For this Friday, it will be first lines from books. First lines from books are powerful. They can invite and intrigue; they create powerful emotions in their readers. Below are my top 5 favorite first lines.

5. “Mrs. Dalloway said she would buy the flowers herself.” Virginia Woolfe, Mrs. Dalloway
It’s beautiful simplicity pulls me in. The fact that she takes charge, goes outside social and gender constraints, shows how the novel unfolds.
4. “The scientist had forgotten all about the radium.” Kate Moore, The Radium Girls
I may be in the minority, but I truly believe that non-fiction can have just as powerful of a pull as fiction. Moore writes about the radium-dial girls who eventually die of radium poisoning. Beautiful and heartbreaking, she is able to blend the science, social issues, and history into a story that makes you want to continue reading. This first line is the start of that, but also, it brings to mind throughout the book that fact that instead of the radium being forgotten about, it’s the girls who are forgotten.

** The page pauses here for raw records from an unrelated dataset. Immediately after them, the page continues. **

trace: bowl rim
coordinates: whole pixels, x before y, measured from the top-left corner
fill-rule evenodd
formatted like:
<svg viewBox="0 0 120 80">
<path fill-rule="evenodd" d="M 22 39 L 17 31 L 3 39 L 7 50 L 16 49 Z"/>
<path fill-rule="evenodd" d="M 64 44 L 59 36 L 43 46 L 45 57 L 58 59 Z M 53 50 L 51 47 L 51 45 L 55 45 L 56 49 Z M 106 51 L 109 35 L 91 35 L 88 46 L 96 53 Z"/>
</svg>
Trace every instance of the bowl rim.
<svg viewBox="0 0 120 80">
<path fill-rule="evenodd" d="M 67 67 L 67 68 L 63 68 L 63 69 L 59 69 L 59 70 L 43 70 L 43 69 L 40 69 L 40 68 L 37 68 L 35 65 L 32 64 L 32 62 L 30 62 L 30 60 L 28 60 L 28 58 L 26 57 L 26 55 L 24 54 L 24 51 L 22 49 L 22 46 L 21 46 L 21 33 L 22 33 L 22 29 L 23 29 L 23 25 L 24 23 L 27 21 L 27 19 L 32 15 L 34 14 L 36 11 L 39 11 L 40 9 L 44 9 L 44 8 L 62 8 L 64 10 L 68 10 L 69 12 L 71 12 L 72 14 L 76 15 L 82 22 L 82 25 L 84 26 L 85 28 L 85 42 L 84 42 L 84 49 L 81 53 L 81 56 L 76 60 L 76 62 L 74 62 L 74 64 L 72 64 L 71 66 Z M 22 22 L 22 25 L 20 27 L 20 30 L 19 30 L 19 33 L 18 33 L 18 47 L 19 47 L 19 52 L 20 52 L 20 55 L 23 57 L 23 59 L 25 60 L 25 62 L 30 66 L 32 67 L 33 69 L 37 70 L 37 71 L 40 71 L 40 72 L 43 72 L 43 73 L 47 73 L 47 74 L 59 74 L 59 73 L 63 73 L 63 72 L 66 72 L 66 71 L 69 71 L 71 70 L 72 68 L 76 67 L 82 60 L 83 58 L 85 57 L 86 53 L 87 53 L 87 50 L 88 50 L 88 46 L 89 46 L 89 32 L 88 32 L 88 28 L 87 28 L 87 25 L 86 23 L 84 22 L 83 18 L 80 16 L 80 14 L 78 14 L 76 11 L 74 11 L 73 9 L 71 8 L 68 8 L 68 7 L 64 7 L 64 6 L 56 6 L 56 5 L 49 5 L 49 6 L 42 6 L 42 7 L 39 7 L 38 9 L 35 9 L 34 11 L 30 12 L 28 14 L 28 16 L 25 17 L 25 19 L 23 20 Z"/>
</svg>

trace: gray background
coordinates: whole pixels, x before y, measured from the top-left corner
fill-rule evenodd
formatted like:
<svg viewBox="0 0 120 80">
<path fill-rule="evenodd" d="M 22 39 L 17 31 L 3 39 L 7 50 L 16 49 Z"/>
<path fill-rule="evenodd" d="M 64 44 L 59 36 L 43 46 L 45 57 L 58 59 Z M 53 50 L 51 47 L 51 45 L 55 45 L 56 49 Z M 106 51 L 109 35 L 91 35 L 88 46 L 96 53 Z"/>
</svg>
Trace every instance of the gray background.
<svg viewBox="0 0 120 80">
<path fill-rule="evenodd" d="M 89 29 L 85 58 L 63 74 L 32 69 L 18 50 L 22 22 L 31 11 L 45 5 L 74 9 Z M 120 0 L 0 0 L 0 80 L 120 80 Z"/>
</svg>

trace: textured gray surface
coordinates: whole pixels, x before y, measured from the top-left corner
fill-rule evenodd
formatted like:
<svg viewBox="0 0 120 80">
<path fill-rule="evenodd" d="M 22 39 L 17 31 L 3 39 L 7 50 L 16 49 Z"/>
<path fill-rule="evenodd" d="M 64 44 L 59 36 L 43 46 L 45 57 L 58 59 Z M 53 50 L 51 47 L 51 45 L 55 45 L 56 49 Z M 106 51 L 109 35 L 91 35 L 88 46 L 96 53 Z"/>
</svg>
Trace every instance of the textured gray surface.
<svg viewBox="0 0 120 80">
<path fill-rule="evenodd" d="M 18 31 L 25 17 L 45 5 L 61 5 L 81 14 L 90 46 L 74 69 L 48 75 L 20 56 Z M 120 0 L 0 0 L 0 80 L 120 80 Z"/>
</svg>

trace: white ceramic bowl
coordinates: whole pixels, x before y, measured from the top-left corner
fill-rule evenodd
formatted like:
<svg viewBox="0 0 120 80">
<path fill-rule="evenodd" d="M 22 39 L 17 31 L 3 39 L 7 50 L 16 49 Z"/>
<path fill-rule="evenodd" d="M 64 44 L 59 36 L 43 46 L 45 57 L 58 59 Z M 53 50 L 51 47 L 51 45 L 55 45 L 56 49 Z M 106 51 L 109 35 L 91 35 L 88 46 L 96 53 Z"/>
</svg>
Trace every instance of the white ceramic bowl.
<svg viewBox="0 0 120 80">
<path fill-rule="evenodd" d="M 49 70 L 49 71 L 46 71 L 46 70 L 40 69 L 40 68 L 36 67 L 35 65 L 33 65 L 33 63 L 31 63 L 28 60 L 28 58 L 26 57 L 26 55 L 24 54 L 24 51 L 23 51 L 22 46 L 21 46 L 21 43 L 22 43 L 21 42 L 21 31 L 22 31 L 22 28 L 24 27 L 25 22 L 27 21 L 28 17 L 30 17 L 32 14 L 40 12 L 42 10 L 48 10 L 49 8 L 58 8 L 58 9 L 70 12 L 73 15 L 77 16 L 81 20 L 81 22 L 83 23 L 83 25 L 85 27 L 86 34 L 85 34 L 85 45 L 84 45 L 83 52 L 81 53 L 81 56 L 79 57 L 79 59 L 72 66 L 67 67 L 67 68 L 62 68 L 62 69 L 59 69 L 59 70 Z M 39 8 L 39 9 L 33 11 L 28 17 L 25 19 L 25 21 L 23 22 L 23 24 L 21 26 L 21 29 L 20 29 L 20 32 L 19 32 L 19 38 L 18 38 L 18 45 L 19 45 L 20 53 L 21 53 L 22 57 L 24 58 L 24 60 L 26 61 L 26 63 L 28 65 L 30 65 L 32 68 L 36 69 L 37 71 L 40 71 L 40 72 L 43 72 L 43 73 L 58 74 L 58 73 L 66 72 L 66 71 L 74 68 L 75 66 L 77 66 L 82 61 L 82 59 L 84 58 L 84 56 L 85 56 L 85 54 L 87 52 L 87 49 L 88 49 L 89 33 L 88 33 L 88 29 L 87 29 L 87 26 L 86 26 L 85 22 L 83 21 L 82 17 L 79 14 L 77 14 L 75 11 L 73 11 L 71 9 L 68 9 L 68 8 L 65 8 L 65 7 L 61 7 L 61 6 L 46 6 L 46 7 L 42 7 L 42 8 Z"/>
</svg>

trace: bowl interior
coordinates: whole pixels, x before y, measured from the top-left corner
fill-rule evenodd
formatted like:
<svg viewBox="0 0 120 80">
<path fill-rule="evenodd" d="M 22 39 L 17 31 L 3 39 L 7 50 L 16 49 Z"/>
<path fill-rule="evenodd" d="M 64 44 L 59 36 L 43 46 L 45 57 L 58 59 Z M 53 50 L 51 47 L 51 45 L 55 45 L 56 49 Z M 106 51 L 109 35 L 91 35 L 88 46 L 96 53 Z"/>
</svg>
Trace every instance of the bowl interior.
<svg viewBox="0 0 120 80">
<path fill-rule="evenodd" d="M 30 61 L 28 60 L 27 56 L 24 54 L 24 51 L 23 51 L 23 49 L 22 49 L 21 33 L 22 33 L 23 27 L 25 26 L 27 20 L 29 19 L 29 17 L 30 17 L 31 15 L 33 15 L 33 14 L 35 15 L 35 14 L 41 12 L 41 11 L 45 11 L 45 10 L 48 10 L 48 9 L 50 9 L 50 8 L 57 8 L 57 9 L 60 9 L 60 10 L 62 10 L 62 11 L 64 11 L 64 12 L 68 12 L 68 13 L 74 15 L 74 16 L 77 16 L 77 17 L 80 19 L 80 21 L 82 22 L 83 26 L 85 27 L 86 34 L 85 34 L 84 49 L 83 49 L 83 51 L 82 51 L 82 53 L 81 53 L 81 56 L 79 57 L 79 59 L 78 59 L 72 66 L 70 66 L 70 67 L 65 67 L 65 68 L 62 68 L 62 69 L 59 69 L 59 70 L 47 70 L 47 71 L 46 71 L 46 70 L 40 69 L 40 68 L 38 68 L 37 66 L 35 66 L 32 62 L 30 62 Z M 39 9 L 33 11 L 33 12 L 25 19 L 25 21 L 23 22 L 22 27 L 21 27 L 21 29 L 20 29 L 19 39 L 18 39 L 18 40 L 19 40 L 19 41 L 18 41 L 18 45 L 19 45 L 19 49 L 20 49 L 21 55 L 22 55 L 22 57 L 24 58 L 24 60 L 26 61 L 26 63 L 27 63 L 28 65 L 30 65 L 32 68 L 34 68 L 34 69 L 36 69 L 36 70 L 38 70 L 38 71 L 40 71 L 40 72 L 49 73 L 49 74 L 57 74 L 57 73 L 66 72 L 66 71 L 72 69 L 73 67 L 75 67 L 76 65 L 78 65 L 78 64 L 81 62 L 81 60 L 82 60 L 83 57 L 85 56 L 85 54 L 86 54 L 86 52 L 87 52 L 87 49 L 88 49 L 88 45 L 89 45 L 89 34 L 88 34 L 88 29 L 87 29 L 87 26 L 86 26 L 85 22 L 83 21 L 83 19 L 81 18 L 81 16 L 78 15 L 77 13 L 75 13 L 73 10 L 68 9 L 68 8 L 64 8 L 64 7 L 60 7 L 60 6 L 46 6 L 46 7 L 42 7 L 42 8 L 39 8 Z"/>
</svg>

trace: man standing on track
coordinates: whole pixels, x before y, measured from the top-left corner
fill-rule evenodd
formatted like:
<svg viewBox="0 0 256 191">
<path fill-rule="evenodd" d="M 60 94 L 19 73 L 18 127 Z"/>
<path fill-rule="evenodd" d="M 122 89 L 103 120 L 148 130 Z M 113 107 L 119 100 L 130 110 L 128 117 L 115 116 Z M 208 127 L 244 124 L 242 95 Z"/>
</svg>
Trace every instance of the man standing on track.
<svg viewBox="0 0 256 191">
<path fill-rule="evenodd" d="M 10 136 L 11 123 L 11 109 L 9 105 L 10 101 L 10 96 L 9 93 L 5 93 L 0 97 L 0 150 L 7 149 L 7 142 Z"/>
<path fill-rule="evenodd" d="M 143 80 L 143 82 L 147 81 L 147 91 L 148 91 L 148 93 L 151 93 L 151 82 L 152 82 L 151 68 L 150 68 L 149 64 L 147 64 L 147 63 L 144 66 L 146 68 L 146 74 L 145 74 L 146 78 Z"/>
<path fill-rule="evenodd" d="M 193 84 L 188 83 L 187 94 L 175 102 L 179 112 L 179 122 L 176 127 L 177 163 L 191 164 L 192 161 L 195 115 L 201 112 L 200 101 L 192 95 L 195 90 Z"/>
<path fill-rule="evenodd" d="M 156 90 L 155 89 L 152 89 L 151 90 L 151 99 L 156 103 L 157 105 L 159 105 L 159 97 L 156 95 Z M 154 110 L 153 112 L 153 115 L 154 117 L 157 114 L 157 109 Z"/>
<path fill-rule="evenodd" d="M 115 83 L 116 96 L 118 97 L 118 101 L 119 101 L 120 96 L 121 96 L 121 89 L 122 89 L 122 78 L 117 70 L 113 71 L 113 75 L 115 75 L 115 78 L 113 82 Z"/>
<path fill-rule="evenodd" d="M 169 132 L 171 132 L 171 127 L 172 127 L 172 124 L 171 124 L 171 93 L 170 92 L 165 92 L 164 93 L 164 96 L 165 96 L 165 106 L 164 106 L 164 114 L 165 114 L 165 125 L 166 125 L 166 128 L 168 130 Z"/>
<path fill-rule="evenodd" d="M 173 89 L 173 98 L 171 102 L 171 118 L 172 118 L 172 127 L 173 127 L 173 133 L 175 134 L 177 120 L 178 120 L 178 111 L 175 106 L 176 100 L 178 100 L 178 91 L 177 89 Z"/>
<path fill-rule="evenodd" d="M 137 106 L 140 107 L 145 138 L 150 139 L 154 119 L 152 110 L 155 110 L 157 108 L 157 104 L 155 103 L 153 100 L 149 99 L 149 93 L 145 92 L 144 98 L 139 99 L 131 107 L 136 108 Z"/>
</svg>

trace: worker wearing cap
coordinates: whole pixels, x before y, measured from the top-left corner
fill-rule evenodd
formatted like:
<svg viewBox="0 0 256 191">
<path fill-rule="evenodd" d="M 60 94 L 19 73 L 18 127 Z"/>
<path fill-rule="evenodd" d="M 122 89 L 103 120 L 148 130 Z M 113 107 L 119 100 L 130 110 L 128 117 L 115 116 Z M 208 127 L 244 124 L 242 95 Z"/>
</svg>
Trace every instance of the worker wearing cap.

3. “Of all my many murders, committed for love and for better reasons, the first was the most important.” Lyndsay Faye, Jane Steele
I am here for retelling stories. Whether retellings of classic novels or fairy-tales, I will eat them up. This is a retelling of Jane Eyre, and I was immediately pulled in. Victorian era Jane Eyre killing people because they deserved it, yes, please.
2. “I AM A COWARD.” Elizabeth Wein, Code Name Verity
Okay, talking about this line would give away the twist at the end, which I don’t want to do in case you haven’t read it. I remember picking this book up in a bookstore and reading that first line. I had to know what was going on and what was happening to the narrator.
- “They shoot the white girl first.” Toni Morrison, Paradise
Toni Morrison is a master storyteller. This line from one of her lesser known books, grabbed my attention on the onset. This is not only one of my favorite first lines, but one of my favorite books. The idea of women creating their own community, and then the patriarchy destroying it out of fear is so accurate for real life. With this line though, readers never find out who the white girl is. Each woman in the story is never described by skin tone, ethnicity, etc. We don’t know who the white girl is because it doesn’t matter who the white girl is.
What are some of your favorite first lines?